«Меня всегда поражала молниеносность его великолепных, метких ответов. Никогда я не видал, чтобы он, выйдя из себя, разил обидчика его же оружием. Правда, он мог крепко, подчас даже грубо, парировать какой‑нибудь личный выпад, но всегда с непревзойденной меткостью, без злобы. Маяковский целил в глупость или наглость, которые надо было отбить, а не в личность своего противника. И хотя его удар мог показаться несдержанным, он никогда не переходил какой‑то внутренней границы пристойности».
Гуго Гупперт
Николай Асеев вспоминал, что видел Владимира Маяковского в истинном гневе только раз. Дело было так: работали над плакатами по охране труда, пришли сдавать и тут-то началось: «Там сидел тот самый индивидуум… Толстенький и важный, он заседал с таким азартом, что добиться приема у него не было возможно. Тогда Маяковский, чувствуя, что запаздываем со сдачей материала, прорвался к нему в кабинет сквозь вопли дежурной секретарши, ведя меня на буксире.

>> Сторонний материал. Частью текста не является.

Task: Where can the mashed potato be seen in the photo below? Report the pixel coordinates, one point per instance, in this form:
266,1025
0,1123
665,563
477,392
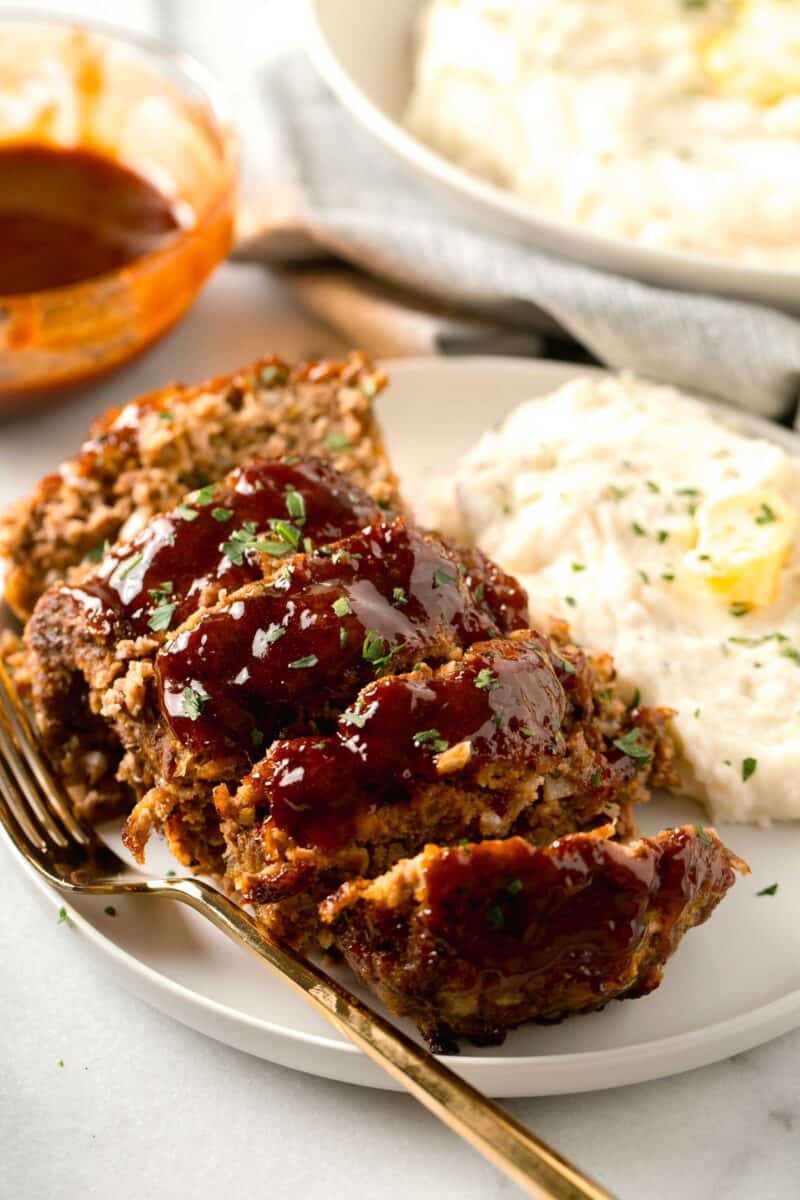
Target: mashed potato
672,123
671,540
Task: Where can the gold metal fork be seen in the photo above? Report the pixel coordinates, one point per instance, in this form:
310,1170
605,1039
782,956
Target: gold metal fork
41,826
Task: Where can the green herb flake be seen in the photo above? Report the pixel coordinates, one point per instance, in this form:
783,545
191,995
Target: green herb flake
193,702
337,442
486,679
431,738
765,515
295,505
631,745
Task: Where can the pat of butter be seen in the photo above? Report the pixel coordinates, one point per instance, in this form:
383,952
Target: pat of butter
743,543
756,52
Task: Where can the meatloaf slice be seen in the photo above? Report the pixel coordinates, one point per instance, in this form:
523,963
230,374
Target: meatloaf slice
473,941
92,646
142,459
515,736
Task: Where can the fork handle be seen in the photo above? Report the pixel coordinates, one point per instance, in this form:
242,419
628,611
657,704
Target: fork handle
537,1169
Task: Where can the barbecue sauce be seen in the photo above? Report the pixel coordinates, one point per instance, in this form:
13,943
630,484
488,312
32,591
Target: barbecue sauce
72,215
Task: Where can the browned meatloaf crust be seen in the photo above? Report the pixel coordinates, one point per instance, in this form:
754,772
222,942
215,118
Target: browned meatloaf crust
473,941
518,736
142,459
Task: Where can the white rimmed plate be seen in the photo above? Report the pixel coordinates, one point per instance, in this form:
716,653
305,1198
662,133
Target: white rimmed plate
733,984
365,52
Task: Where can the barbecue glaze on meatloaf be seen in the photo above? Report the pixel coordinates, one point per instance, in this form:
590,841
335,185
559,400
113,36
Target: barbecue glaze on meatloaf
473,941
142,459
513,737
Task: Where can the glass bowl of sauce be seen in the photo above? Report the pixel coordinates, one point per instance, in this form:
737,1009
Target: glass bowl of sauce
118,169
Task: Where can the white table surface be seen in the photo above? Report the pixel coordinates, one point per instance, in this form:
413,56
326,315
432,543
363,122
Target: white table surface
144,1107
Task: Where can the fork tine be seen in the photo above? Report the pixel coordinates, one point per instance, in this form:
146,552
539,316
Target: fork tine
16,816
47,797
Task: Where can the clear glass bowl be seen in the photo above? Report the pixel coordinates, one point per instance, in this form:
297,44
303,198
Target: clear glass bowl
70,85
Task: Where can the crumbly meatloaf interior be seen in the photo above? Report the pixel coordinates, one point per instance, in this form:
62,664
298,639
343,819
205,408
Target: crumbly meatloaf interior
519,735
473,941
139,460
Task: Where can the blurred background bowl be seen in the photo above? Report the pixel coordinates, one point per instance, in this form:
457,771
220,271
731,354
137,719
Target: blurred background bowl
70,85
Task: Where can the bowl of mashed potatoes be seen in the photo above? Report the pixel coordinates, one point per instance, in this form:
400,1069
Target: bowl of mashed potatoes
660,141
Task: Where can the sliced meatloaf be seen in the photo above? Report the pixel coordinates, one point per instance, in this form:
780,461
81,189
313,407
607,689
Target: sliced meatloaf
473,941
517,736
142,459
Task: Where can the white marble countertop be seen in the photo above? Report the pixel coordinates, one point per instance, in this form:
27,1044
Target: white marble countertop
144,1107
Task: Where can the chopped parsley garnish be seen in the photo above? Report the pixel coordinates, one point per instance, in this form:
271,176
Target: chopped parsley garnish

– Маяковский! Что это вы себе позволяете?! Здесь вам не Политехнический музей, чтобы врываться без разрешения!
Он был пунцов от раздражения, он грозил Маяковскому коротеньким пухлым пальцем, всей фигуркой выражая негодование. Маяковский вдруг внезапно положил трость на письменный стол, положил плакаты на кресло и, опершись ладонями о стол, начал с тихой, почти интимной, воркующей интонацией:
– Если вы, дорогой товарищ…
Громче и скандируя:
– …позволите себе еще раз…
Еще громче и раздельнее:
– …помахивать на меня вашими пальчиками!
Убедительно и почти сочувственно:
– То я! Оборву вам эти пальчики!! Вложу в порт букет!!!
Со страшной силой убедительности и переходя на наивысшие ноты:
– И пошлю их на дом вашей жене!!!
Результат был неожиданным.
– Маяковский, да чего вы волнуетесь! Ну что там у вас? Давайте разберемся!
Плакаты были просмотрены и утверждены за десять минут».